Digital nomads vormen wereldwijd een grote groep. Het gaat vaak om mensen uit welgestelde westerse landen die online hun werk doen en daardoor de vrijheid hebben om overal ter wereld te verblijven.
Zij kiezen meestal voor plekken waar hun buitenlandse munt veel meer waarde heeft en waar ze voor een “dubbeltje op de eerste rij” kunnen zitten.
Thailand is daarbij jarenlang favoriet geweest, maar ook landen in Zuid-Amerika zoals Paraguay trekken steeds meer van deze reizende werkers aan.
GFC Nieuws Lifestyle onderzocht hoe Suriname zich in dit plaatje kan positioneren.
Op het eerste gezicht lijkt ons land aantrekkelijk door de relaxte sfeer, de toegankelijke natuur en het feit dat het nog relatief onontdekt is door massatoerisme.
Voor digital nomads die juist rust en authenticiteit zoeken, kan dit een belangrijk voordeel zijn.
De mogelijkheid om te werken in een omgeving die niet overspoeld wordt door toeristen biedt immers de kans om werk en nieuwe culturen beter te combineren.
Suriname kent bovendien een aantal sterke punten. De natuur en de rust springen eruit, net als het gebruik van de Nederlandse taal, wat voor Nederlanders en Belgen een drempel wegneemt.
Lokale kosten voor wonen, eten en vervoer zijn lager dan in veel westerse landen en de tijdszone maakt samenwerking met zowel Europa als Amerika goed haalbaar.

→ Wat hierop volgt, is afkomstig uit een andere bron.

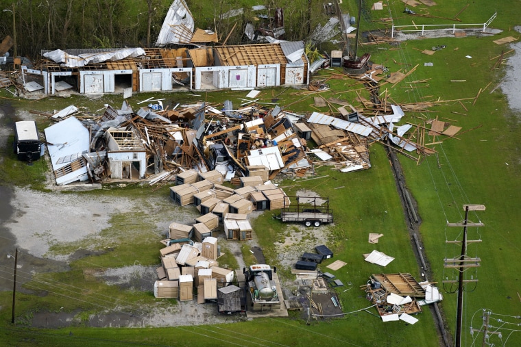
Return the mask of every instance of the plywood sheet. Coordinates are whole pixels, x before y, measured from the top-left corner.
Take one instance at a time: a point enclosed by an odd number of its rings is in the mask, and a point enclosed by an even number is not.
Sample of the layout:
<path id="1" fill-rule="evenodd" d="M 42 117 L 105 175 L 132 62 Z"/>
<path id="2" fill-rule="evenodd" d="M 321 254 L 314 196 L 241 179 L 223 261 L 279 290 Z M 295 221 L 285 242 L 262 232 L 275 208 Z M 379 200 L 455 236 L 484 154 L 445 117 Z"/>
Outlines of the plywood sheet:
<path id="1" fill-rule="evenodd" d="M 387 79 L 387 81 L 389 83 L 398 83 L 404 78 L 404 73 L 396 71 L 396 73 L 391 73 L 391 77 Z"/>
<path id="2" fill-rule="evenodd" d="M 332 263 L 327 266 L 326 268 L 330 268 L 331 270 L 339 270 L 342 266 L 345 266 L 347 264 L 348 264 L 347 263 L 345 263 L 342 261 L 341 260 L 335 260 L 335 261 L 333 261 Z"/>
<path id="3" fill-rule="evenodd" d="M 426 6 L 435 6 L 437 5 L 435 2 L 433 1 L 433 0 L 420 0 L 420 1 Z"/>
<path id="4" fill-rule="evenodd" d="M 419 3 L 416 0 L 402 0 L 402 2 L 405 3 L 406 6 L 412 6 L 413 8 L 415 8 L 418 5 L 421 5 L 421 3 Z"/>
<path id="5" fill-rule="evenodd" d="M 517 40 L 518 39 L 513 36 L 507 36 L 506 38 L 494 40 L 493 42 L 496 44 L 503 44 L 504 43 L 513 42 Z"/>
<path id="6" fill-rule="evenodd" d="M 454 136 L 457 133 L 458 133 L 458 131 L 461 130 L 461 127 L 456 127 L 455 125 L 450 125 L 449 127 L 445 130 L 445 131 L 443 132 L 444 135 L 447 135 L 449 136 Z"/>
<path id="7" fill-rule="evenodd" d="M 445 127 L 445 122 L 439 120 L 433 120 L 433 123 L 431 125 L 431 130 L 428 132 L 429 135 L 439 135 L 444 131 Z"/>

Toch zijn er ook duidelijke uitdagingen. Het internet en de elektriciteitsvoorziening zijn minder stabiel dan in Thailand, er is nog geen speciaal digital nomad-visum en een grote internationale gemeenschap ontbreekt vooralsnog.
Officiële cijfers over deze toeristenstromen in Suriname bestaan bovendien niet.
Met de recente verbeteringen in internetkwaliteit en de opkomst van co-workingplekken kan Suriname in de toekomst echter wél uitgroeien tot een verrassende hotspot voor digital nomads.